Close up of mother and son napping on sofa
Close up of mother and son napping on sofa, sleep
For all measures, worse child atopic dermatitis severity linked to worse maternal sleep outcomes

HealthDay News — Mothers of children with atopic dermatitis (AD) are more likely to report difficulty falling asleep and daytime exhaustion, according to a study published online March 20 in JAMA Dermatology.

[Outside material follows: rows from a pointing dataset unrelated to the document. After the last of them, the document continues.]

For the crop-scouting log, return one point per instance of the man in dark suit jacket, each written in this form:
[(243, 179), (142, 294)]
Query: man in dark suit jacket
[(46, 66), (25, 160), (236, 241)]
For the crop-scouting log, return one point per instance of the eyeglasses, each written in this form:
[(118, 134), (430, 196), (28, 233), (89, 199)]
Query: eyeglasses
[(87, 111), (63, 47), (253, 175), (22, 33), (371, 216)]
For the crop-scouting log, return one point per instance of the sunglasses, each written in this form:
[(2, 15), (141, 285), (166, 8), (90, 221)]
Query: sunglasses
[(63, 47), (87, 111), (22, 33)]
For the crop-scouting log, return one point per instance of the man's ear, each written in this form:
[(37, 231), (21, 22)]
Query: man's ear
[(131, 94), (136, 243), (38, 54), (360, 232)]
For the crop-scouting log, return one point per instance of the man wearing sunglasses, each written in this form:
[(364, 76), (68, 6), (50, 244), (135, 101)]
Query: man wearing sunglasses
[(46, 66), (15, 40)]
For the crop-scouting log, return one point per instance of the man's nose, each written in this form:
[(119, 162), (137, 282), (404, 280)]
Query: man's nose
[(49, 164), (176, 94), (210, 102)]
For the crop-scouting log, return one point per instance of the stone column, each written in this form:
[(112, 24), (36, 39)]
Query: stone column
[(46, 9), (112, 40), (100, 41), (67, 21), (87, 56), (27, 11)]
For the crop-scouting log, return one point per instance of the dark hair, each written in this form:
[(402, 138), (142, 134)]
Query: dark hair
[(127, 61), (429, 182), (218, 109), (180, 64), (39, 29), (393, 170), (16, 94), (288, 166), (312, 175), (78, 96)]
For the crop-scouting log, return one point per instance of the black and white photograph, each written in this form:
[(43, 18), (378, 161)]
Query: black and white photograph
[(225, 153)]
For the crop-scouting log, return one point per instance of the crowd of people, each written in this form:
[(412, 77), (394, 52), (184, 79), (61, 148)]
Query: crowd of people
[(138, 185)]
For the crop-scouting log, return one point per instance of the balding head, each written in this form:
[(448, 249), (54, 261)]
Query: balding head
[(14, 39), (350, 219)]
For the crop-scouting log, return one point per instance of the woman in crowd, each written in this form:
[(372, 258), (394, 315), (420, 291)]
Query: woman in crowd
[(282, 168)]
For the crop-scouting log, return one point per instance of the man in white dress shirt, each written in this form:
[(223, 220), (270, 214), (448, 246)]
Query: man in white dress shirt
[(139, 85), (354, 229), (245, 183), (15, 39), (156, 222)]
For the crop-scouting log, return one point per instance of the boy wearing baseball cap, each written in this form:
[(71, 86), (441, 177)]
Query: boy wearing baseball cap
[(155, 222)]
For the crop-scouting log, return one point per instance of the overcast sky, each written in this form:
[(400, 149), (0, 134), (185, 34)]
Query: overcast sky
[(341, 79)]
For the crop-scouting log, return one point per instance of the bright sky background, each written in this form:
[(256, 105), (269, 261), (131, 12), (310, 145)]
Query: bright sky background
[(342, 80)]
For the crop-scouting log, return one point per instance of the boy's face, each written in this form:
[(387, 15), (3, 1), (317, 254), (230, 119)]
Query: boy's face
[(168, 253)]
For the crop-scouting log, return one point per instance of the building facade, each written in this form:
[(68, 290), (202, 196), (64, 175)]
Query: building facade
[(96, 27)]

Faustine D. Ramirez, from the University of California in San Francisco, and colleagues recruited pregnant women residing in Avon, England, with an expected delivery date between April 1, 1991, and Dec. 31, 1992. Mother-child pairs were followed with a time-varying measure of child AD activity and severity. A total of 13,988 mother-child pairs were followed from birth for a median duration of 11 years.

The researchers found that for mothers of children with and without AD, sleep duration (adjusted odds ratio [aOR], 1.09; 95 percent confidence interval [CI], 0.90 to 1.32) and early morning awakenings (aOR, 1.16; 95 percent CI, 0.93 to 1.46) were similar. Independent of child comorbid asthma and/or allergic rhinitis, mothers of children with AD were more likely to report difficulty falling asleep (aOR, 1.36; 95 percent CI, 1.01 to 1.83), subjectively insufficient sleep (aOR, 1.43; 95 percent CI, 1.24 to 1.66), and daytime exhaustion (aOR, 1.41; 95 percent CI, 1.12 to 1.78). Worse child AD severity correlated with worse maternal sleep outcomes for all measures.

“In caring for children with AD, clinicians should inquire about caregiver sleep disturbances and fatigue and consider offering psychosocial support,” the authors write.

One author disclosed financial ties to TARGET Pharma, which is developing a prospective atopic dermatitis registry.